# civil engineering

• Jan 25th 2006, 02:04 PM
mathAna1ys!5
civil engineering
highway curves.... proper banking angle, theta, for a car making a turn of radius, r feet at a velocity v feet per second is given by tan theta = v^2 /gr, where g is the acceleration due to gravity. assume g = 32 ft/s^2. an engineer is designing a curve with a radius of 1000 feet. if the speed limit on the curve will be 55mph, at what angle should the curve be banked?
• Jan 25th 2006, 07:00 PM
ThePerfectHacker
Quote:

Originally Posted by mathAna1ys!5
highway curves.... proper banking angle, theta, for a car making a turn of radius, r feet at a velocity v feet per second is given by tan theta = v^2 /gr, where g is the acceleration due to gravity. assume g = 32 ft/s^2. an engineer is designing a curve with a radius of 1000 feet. if the speed limit on the curve will be 55mph, at what angle should the curve be banked?
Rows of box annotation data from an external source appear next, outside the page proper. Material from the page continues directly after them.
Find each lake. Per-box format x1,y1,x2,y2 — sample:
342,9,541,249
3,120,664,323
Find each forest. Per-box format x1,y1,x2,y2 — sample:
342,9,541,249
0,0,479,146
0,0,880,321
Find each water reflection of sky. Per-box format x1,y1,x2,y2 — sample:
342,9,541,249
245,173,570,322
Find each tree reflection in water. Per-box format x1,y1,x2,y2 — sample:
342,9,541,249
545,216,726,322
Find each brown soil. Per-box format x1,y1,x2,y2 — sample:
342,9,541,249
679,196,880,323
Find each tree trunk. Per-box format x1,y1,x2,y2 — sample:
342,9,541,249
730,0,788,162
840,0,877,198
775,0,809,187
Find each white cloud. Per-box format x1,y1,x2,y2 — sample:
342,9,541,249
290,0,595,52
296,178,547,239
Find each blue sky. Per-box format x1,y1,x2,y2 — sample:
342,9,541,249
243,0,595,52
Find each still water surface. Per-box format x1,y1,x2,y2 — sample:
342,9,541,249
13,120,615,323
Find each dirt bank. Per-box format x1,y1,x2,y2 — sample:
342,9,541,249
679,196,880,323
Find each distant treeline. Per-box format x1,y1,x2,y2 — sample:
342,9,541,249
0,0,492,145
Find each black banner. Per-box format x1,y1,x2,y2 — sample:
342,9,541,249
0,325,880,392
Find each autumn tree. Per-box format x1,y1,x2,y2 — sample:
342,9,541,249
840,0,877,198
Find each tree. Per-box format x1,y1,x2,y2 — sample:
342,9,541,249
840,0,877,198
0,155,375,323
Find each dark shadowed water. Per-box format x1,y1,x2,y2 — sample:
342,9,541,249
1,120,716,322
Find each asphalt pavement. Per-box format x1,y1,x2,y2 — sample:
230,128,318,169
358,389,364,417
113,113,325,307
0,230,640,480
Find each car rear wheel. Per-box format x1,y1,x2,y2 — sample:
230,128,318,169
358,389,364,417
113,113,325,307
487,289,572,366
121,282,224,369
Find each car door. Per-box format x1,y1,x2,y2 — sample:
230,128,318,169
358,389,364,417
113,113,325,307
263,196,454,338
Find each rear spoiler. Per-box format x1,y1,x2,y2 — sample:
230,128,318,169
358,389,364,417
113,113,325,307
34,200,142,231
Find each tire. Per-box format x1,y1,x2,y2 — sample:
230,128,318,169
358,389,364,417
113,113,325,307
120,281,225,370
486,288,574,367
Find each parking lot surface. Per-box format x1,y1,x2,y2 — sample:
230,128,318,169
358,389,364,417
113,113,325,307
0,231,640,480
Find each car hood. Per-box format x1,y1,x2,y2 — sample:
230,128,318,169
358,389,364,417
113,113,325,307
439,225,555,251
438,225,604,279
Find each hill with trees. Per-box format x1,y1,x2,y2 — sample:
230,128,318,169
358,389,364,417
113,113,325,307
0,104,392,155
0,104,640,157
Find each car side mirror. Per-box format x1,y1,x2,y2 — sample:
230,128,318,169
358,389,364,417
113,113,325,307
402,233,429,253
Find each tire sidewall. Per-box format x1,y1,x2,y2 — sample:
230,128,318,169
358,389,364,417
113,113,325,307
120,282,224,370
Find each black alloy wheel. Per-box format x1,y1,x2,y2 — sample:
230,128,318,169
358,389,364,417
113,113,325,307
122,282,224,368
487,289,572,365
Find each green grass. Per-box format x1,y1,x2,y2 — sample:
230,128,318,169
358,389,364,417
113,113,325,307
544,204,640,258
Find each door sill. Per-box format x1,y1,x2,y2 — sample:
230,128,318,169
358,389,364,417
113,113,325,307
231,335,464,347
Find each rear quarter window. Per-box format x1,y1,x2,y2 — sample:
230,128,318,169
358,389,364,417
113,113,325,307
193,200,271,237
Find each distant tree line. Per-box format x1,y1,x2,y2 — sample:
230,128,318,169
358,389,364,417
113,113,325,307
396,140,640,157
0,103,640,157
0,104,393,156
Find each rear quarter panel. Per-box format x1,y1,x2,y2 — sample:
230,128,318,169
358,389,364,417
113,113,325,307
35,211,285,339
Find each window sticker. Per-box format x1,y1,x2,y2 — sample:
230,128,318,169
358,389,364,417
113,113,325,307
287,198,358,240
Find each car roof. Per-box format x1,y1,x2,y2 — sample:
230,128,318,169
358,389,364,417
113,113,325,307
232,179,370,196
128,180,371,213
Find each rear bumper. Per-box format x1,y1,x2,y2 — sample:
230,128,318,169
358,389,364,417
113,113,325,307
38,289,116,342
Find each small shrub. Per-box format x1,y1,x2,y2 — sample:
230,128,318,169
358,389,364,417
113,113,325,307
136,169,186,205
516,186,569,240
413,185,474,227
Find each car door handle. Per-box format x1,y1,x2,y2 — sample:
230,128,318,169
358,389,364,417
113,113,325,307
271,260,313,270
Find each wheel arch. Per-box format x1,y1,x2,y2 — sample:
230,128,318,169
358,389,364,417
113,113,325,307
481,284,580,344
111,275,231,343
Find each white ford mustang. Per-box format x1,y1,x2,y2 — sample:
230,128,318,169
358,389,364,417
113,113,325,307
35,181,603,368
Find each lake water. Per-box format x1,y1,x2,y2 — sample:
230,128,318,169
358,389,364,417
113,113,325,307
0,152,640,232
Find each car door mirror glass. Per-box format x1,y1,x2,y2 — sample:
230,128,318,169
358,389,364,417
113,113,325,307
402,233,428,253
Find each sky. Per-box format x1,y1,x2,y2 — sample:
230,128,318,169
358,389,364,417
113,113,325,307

Substitute that infromation in to the equation (wonder if this equation is true :rolleyes: )
$\displaystyle \tan\theta=\frac{v^2}{gr}$
Thus,
$\displaystyle (g,r)=(32,1000)$
However,$\displaystyle v$ must be converted to feet per second,
$\displaystyle 55\frac{\mbox{miles}}{\mbox{hour}}=55\frac{\mbox{5 ,280 feet}}{\mbox{3600 seconds}}=80.\bar 6$
Thus,
$\displaystyle \tan\theta=\frac{(80.\bar 6)^2}{32\times 1000}\approx .203$
Thus, (use arctan)
$\displaystyle \theta \approx 11.5$
• Jan 26th 2006, 04:45 AM
mathAna1ys!5
ty
I had another problem like this and was able to solve it just fine. thanks for the help.
• Jan 26th 2006, 10:30 AM
ThePerfectHacker
Welcome, I can see you do not like trigonometry that much.